In conclusion, the eye irritation potential of the read-across analogue substance has been investigated in vivo indicating no eye irritating properties. Based on these data, Propyleneglycol dioleate is not considered as eye irritant.

 

References

Agency for Toxic Substances and Disease Registry (ATSDR) (1997): Toxicological Profile for Propylene Glycol. US Department of Health and Human Services. Atlanta, US.

Agency for Toxic Substances and Disease Registry (ATSDR) (2010). Toxicological Profile for Ethylene Glycol. US Department of Health and Human Services. Atlanta, US.

Lehninger, A.L. (1970). Biochemistry. Worth Publishers, Inc.Long, C.L. et al. (1958). Studies on absorption and metabolism of propylene glycol distearate. Arch Biochem Biophys, 77(2):428-439.

Mattson, F.H. and Volpenhein, R.A. (1972).

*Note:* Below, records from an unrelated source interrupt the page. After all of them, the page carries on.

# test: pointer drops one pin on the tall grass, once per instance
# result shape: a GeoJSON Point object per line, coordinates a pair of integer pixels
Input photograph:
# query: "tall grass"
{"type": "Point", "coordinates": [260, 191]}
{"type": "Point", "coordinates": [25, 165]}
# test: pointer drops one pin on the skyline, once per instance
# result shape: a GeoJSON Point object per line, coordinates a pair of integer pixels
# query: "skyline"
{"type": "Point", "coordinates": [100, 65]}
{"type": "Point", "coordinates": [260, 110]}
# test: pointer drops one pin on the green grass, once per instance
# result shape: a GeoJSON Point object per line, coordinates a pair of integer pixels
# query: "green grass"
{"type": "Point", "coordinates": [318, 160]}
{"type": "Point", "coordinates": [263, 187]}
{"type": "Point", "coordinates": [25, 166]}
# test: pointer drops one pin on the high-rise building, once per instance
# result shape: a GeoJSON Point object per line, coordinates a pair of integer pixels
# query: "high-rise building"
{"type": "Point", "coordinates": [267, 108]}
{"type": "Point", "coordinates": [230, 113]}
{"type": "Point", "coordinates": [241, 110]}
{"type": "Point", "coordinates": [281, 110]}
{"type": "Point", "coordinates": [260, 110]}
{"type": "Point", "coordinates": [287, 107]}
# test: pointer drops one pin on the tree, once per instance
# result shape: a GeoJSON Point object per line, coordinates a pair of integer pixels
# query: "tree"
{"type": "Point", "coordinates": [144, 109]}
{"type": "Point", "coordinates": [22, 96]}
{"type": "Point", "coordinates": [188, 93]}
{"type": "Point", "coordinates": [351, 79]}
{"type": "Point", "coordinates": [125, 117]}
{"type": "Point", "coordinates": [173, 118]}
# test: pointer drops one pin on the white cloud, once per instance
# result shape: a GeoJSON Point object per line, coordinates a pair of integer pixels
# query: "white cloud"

Hydrolysis of fully esterified alcohols containing from one to eight hydroxyl groups by the lipolytic enzymes of the rat pancreatic juice. Journal of Lipid Research 13: 325-328

Miller, O.N., Bazzano, G. (1965). Propanediol metabolism and its relation to lactic acid -metabolism. Annals of the New York Academy of Sciences 119:957-973.

Ritchie, A.D. (1927). Lactic acid in fish and crustacean muscle. Journal of Experimental Biology 4:327-332.


Justification for selection of skin irritation / corrosion endpoint:
Hazard assessment is conducted by means of read-across from structural analogues. All available studies are adequate and reliable based on the identified similarities in structure and intrinsic properties between source and target substances and overall quality assessment (refer to the endpoint discussion for further details)

Justification for selection of eye irritation endpoint:
Hazard assessment is conducted by means of read-across from a structural analogue. The selected study is represents an adequate and reliable study based on the identified similarities in structure and intrinsic properties between source and target substance and overall quality assessment (refer to the endpoint discussion for further details).

Justification for classification or non-classification

Based on the analogue read-across approach, the available data on skin and eye irritation do not meet the classification criteria according to Regulation (EC) 1272/2008 or Directive 67/548/EEC, and are therefore conclusive but not sufficient for classification.